We used a binary classifier to predict antibiotic resistance in cultures. We also used a multi-class classifier to identify the resistance mechanism that was most likely when the binary classifier predicted a culture to be resistant. We used three supervised machine learning classifiers: penalized logistic regression, random forest, and XGBoost. We divided the dataset into training and testing sets, with the testing set comprising 20% of the entire dataset (Supplementary Tables 2 and 3).
We used L2 penalized logistic regression (Ridge regression) to tune the binary and multi-class classifiers’ regularization parameter (C). We tested the C values using a 5-fold, stratified cross-validated grid search with C values ranging from 10−3 to 103. We tuned the random forest models using a 5-fold, stratified cross-validated grid search, considering parameters such as maximum depth, number of features for the best split, quality criteria, minimum sample requirements for leaf nodes and internal nodes, and the number of estimators in the forest24. We optimized the XGBoost models using a 5-fold, stratified cross-validated grid search for parameters such as the subsample ratio of columns, the number of training instances, learning rate, tree depth, and number of estimators.

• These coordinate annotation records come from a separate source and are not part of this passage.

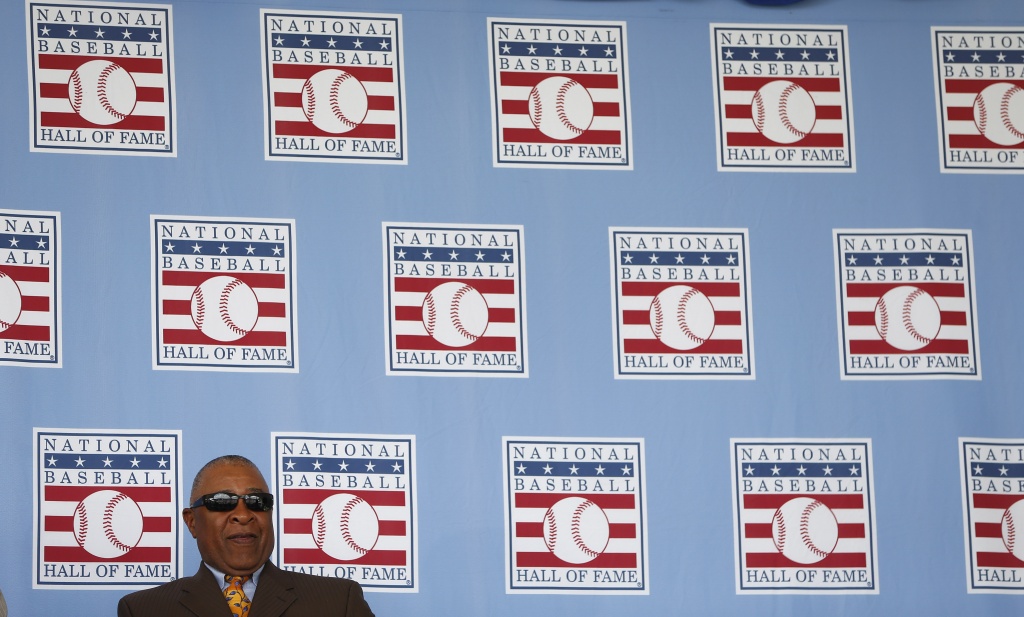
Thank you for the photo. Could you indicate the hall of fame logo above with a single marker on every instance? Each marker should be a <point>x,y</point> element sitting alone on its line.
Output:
<point>992,474</point>
<point>347,508</point>
<point>906,302</point>
<point>334,87</point>
<point>681,303</point>
<point>100,78</point>
<point>559,94</point>
<point>979,95</point>
<point>223,294</point>
<point>782,98</point>
<point>804,518</point>
<point>30,289</point>
<point>456,300</point>
<point>105,509</point>
<point>576,516</point>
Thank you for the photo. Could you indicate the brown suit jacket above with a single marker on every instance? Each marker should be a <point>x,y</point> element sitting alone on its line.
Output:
<point>280,593</point>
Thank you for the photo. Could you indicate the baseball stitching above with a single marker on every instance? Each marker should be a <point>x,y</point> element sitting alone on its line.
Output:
<point>577,536</point>
<point>783,100</point>
<point>224,314</point>
<point>83,524</point>
<point>907,321</point>
<point>454,313</point>
<point>759,104</point>
<point>200,308</point>
<point>883,318</point>
<point>109,523</point>
<point>101,91</point>
<point>805,529</point>
<point>551,539</point>
<point>431,314</point>
<point>1011,534</point>
<point>982,114</point>
<point>321,525</point>
<point>336,100</point>
<point>780,527</point>
<point>560,106</point>
<point>346,533</point>
<point>1005,112</point>
<point>76,88</point>
<point>681,316</point>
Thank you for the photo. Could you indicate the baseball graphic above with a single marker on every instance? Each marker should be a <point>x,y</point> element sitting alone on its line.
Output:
<point>345,526</point>
<point>1013,518</point>
<point>576,530</point>
<point>224,308</point>
<point>334,100</point>
<point>682,317</point>
<point>10,301</point>
<point>783,112</point>
<point>907,317</point>
<point>101,92</point>
<point>108,524</point>
<point>805,530</point>
<point>561,107</point>
<point>455,314</point>
<point>998,113</point>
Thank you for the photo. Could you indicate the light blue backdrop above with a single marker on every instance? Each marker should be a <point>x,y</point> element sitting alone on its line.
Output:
<point>108,382</point>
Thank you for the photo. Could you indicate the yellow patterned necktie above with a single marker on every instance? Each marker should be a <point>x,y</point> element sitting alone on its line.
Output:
<point>237,601</point>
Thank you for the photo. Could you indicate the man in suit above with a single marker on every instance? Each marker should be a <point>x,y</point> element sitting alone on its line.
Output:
<point>230,519</point>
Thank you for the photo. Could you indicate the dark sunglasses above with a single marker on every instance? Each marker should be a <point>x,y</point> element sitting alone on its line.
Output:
<point>228,501</point>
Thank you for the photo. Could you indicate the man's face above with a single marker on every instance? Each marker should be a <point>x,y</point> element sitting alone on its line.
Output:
<point>237,541</point>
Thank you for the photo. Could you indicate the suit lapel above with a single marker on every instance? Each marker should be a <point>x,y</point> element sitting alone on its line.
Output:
<point>273,593</point>
<point>202,595</point>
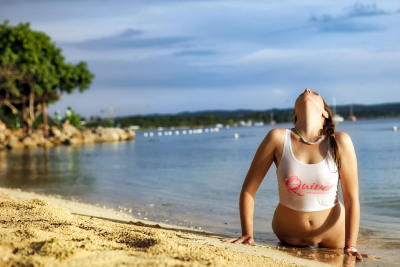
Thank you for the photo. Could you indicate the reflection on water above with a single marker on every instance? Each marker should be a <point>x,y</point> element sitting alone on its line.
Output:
<point>42,168</point>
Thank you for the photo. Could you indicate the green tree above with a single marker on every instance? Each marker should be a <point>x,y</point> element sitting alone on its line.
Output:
<point>33,72</point>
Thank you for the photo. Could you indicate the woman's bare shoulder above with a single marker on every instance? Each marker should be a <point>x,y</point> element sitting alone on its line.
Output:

To address class imbalance in the dataset, we used balanced class weighting for the logistic regression and random forest models and the scale positive weight parameter, and the library’s documentation for the XGBoost model27.
We evaluated the performance of our binary classification models using the area under the receiver operating characteristic curve (AUC-ROC) as our primary measure. The negative predictive rate also influenced the selection of the best binary classification model. A higher negative predictive rate indicated that the model was well suited to predict an infection with a non-resistant organism, allowing the clinician to select more narrow-spectrum empiric antibiotic prescriptions. Confusion matrices, precision-recall curves, feature importance, and odds ratios for the logistic regression models were secondary measures to evaluate our classification models.
IRB approval
The Institutional Review Board (IRB) at the University of Texas Southwestern Medical Center approved our study (STU-2023-0583).